Hereditary $C^*$-subalgebras of graph $C^*$-algebras

TL;DR

This paper characterizes when certain hereditary subalgebras of graph $C^*$-algebras are themselves graph $C^*$-algebras, focusing on properties like stable isomorphism and approximate units of projections.

Contribution

It establishes new criteria for hereditary subalgebras of graph $C^*$-algebras to be isomorphic to graph $C^*$-algebras, especially involving approximate units of projections.

Findings

Hereditary subalgebras of unital real rank zero graph $C^*$-algebras are isomorphic to graph $C^*$-algebras.

A $C^*$-algebra with an approximate unit of projections is isomorphic to a graph $C^*$-algebra iff it is stably isomorphic to a unital graph $C^*$-algebra.

Minimal unitization of such $C^*$-algebras is isomorphic to a graph $C^*$-algebra under certain conditions.

Abstract

We show that a $C^*$-algebra $\mathfrak{A}$ which is stably isomorphic to a unital graph $C^*$-algebra, is isomorphic to a graph $C^*$-algebra if and only if it admits an approximate unit of projections.

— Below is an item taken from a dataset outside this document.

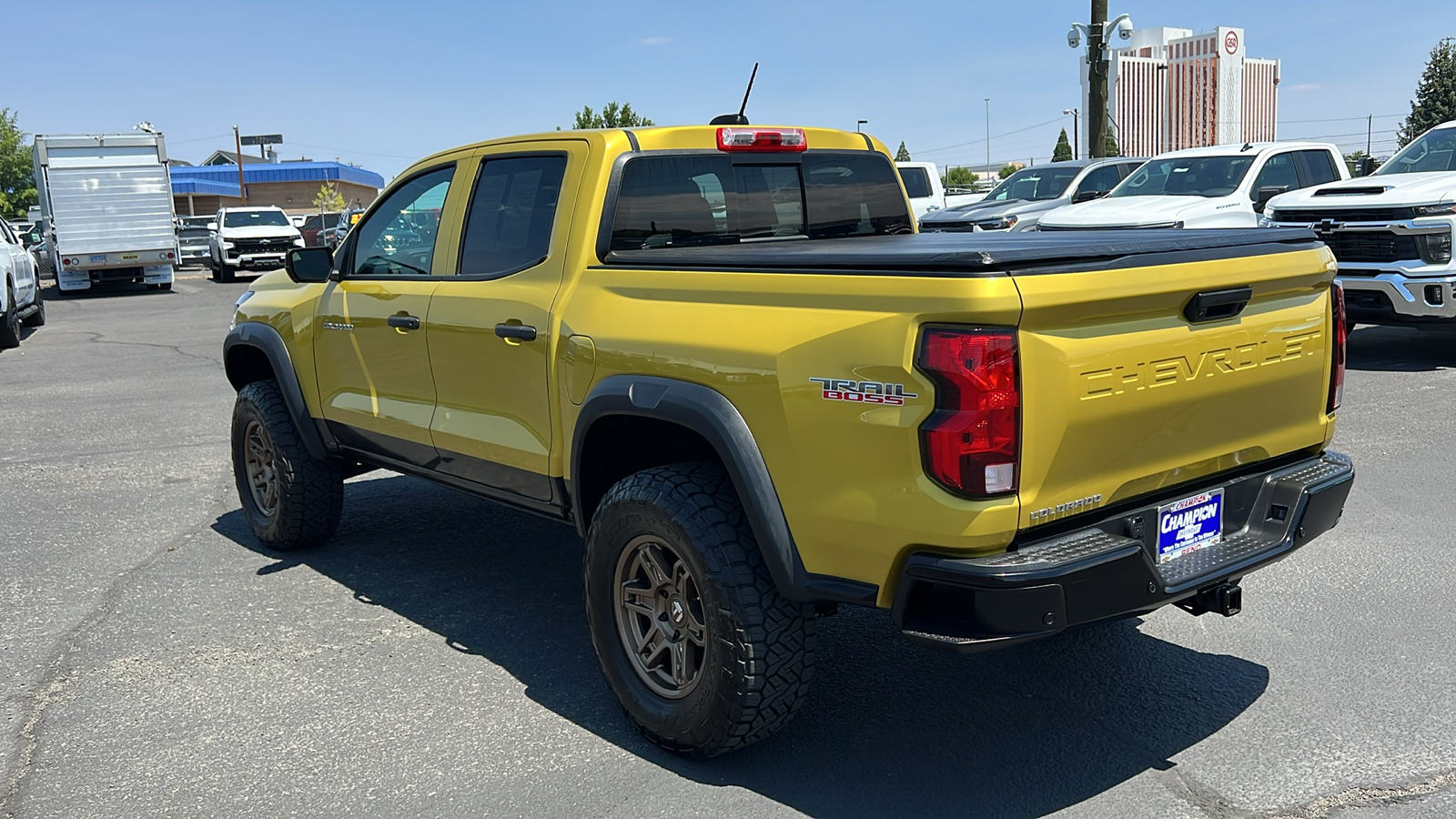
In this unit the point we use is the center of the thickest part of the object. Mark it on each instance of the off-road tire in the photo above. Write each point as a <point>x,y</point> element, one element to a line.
<point>309,491</point>
<point>38,317</point>
<point>759,649</point>
<point>11,321</point>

As a consequence, a hereditary $C^*$-subalgebra of a unital real rank zero graph $C^*$-algebra is isomorphic to a graph $C^*$-algebra. Furthermore, if a $C^*$-algebra $\mathfrak{A}$ admits an approximate unit of projections, then its minimal unitization is isomorphic to a graph $C^*$-algebra if and only if $\mathfrak{A}$ is stably isomorphic to a unital graph $C^*$-algebra.